A lifelong antiwar activist, I joined the Middle East peace movement in the year 2000, at the moment that it began focusing on the role of the U.S. government in perpetuating the Israeli-Palestinian conflict. This work has challenged me to look deeply into myself, into Judaism, into history like nothing else ever has. In return, it’s given me the privilege of meeting and learning from incredible people, Israelis, Palestinians, Arab Americans, and American Jews.
I look at both Israel and Palestine with great love, but I can only look at them from my vantage point in the United States. However close I get, I am, and will always be, a friend, a foreigner, a visitor, a citizen of empire. So that’s the only “place” I can speak from: where I am, and who I am.
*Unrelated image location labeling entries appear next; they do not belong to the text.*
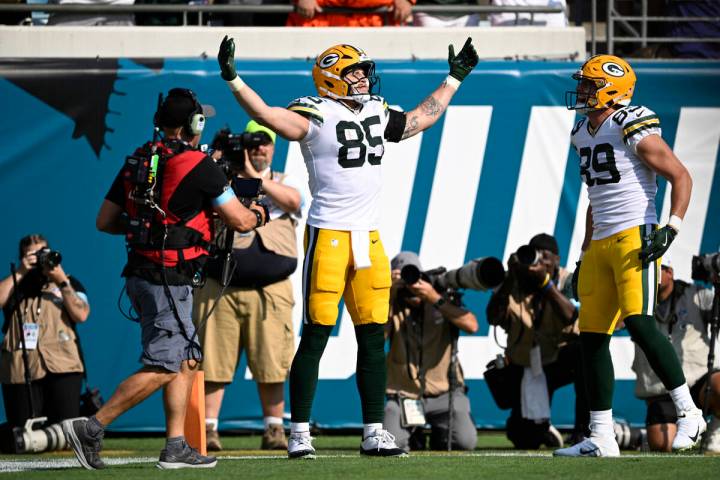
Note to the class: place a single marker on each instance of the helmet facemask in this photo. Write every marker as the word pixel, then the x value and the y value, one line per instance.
pixel 584 98
pixel 370 78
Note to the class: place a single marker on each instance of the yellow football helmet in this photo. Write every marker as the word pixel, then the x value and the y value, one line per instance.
pixel 333 64
pixel 603 82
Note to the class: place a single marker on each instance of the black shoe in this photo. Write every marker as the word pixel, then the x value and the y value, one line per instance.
pixel 187 457
pixel 381 444
pixel 87 448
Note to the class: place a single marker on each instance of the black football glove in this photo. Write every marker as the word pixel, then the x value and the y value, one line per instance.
pixel 226 59
pixel 462 64
pixel 576 280
pixel 657 243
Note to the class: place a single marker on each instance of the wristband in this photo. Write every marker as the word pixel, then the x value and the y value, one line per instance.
pixel 675 222
pixel 258 216
pixel 236 84
pixel 452 82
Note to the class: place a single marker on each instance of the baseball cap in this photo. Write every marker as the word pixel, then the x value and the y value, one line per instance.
pixel 405 258
pixel 177 107
pixel 543 241
pixel 254 127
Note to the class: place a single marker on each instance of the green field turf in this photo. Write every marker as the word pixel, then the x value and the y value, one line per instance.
pixel 338 459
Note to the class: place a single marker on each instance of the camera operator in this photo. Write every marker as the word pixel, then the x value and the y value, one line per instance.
pixel 421 329
pixel 50 304
pixel 542 350
pixel 254 313
pixel 166 252
pixel 682 314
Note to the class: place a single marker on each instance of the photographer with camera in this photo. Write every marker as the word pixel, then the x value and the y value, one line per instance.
pixel 254 312
pixel 422 327
pixel 162 201
pixel 683 315
pixel 44 310
pixel 542 352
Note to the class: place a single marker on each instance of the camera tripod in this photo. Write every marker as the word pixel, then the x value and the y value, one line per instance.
pixel 714 327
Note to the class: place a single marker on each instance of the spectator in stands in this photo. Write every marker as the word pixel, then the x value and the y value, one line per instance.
pixel 91 19
pixel 695 8
pixel 543 350
pixel 683 313
pixel 421 19
pixel 539 19
pixel 310 13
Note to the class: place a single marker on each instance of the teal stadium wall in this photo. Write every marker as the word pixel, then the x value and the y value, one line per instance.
pixel 496 169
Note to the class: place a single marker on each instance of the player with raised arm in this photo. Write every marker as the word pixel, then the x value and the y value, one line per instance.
pixel 342 134
pixel 621 153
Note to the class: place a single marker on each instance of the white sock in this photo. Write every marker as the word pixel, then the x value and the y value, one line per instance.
pixel 369 429
pixel 682 399
pixel 272 421
pixel 211 424
pixel 601 424
pixel 300 428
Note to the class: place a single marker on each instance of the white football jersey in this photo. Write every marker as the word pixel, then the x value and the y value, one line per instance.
pixel 343 150
pixel 621 187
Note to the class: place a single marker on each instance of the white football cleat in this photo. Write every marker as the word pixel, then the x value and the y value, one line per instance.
pixel 300 446
pixel 691 426
pixel 591 447
pixel 381 444
pixel 712 436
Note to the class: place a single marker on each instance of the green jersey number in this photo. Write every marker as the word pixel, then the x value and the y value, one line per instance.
pixel 351 135
pixel 602 160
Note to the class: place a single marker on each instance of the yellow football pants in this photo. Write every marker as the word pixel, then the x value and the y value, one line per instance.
pixel 614 284
pixel 329 275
When I think about the peace movement I’m part of, the thing that worries me the most is that in all these years, we have yet to understand how to pierce the blanketing of empire. The suffering and the hopes of Israelis and Palestinians, our friends and relatives, their broader communities, is immediate and concrete. When it comes to our own country, though, we may have an analysis, but I’m not sure any of us understand how to locate our imperial homeland in a close-up language of peace. We follow the news, the commentaries, the Internet feeds from Israel, from Palestine, from the global media—but our own government remains invisible, untouchable.
If we can’t make the lethal logic of U.S. pressures real for ourselves on a simple human level, how can we make it real for anyone else? Meanwhile, the human toll of the conflict keeps deepening, as the possibility of a livable life keeps getting farther and farther away. The impact is starkest, of course, for Palestinians, but is undeniably harmful for Israelis, as they lose their children, their peace of mind, and their moral center.
How and when will we call the U.S. government to account? Every so often the word comes around to call our representatives, but I don’t know anyone who believes that those phone calls by themselves can ever change the balance of forces in Congress or the State Department. Where is the strategy that will actually make a difference?
The costs here are not minor. How many people died in 2006, because Condoleezza Rice thought it was “too soon” for a ceasefire in the disastrous military confrontation between Israel and Hezbollah? How many have died in Gaza because of U.S. efforts to promote a Palestinian civil war (as reported in the April 2008 issue of Vanity Fair magazine)? How many Israelis have died needlessly because of these depraved war games?
Israel has reached its sixtieth anniversary as a nation-state—but Israelis are farther, not closer, to peace and a livable life. Palestinians, our brothers and sisters and cousins, are farther yet. Meanwhile, we citizens of empire are spinning our wheels because we are afraid to look directly at the rigged game that is spinning us around.